Finance Dec 19, 2020

Suppose a venture fund wishes to base its required return (used in dis- counting future terminal values) on its historical experience and suggests merely averaging the rates on the last three concluded deals. These deals realized total returns of −67 percent at the end of two years, 50 percent at the end of five years, and 70 percent at the end of three years, respectively.

A. Assuming no intermediate flows before the terminal payoff, verify that the associated. annualized rates are 242.55 percent, 8.45 percent, and 19.35 percent.
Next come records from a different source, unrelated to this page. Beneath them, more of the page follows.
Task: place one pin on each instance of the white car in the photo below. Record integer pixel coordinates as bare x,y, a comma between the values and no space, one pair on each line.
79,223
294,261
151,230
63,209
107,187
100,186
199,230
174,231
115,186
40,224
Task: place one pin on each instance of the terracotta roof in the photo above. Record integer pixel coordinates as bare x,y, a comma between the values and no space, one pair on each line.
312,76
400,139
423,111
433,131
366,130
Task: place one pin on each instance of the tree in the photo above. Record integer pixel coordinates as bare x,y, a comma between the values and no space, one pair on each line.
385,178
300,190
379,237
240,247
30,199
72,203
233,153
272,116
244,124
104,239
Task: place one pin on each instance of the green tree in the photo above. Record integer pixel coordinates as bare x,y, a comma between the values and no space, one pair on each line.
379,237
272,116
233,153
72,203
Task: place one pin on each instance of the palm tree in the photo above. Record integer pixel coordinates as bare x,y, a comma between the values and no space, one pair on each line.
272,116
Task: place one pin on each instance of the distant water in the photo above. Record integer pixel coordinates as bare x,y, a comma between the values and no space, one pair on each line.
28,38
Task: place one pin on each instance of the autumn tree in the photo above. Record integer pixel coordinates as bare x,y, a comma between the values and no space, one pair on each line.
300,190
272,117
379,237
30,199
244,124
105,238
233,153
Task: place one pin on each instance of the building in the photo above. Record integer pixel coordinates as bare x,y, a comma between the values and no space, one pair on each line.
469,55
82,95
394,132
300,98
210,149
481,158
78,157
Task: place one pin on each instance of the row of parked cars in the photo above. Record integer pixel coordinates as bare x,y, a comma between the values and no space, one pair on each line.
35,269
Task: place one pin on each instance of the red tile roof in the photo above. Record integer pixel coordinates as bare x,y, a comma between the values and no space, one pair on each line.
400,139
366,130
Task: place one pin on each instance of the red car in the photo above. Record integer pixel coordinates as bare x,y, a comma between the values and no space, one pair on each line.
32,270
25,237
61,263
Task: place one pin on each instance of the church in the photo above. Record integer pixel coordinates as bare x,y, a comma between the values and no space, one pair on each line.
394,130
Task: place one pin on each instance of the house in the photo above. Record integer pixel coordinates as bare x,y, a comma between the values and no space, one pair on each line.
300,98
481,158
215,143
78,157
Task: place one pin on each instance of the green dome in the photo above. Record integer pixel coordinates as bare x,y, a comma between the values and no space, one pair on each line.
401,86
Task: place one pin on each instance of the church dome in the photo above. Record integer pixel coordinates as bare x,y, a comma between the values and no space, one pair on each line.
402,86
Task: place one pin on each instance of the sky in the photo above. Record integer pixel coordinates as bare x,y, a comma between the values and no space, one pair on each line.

B. What is the equally weighted average annualized return?

C. Does it make sense to use this as a single discount rate to apply across scenarios involving different durations?

Expert Solution

Given
For Deal 1
return r =-67%
time n = 2 years
For Deal 2
return r =50%
time n = 5 years
For Deal 3
return r =70%
time n = 3 years

A.
Formula to calculate Annualized rates = (1+r)^1/n -1
Deal 1:
Annualized rate = (1+r)^1/n -1 = (1 - 0.67)^(1/2) - 1 = -42.55%
Deal 2:
Annualized rate = (1 + 0.50)^(1/5) - 1 = 8.45%
Deal 3:
Annualized rate = (1 + 0.70)^(1/3) - 1 = 19.35%

B.
Equally weighted average annualized return = Sum of (weight of each deal *annualized rate ) = [(1/3) *-0.4255) ]+ [(1/3) *0.0845)] + [(1/3) *0.1935)]= -4.92%

C.
It does not make sense to use this as a single discount rate to apply across scenarios involving different durations
This is because the different deals have different years of maturities. The rate depends on the maturity period and also the risk which is different for different deals.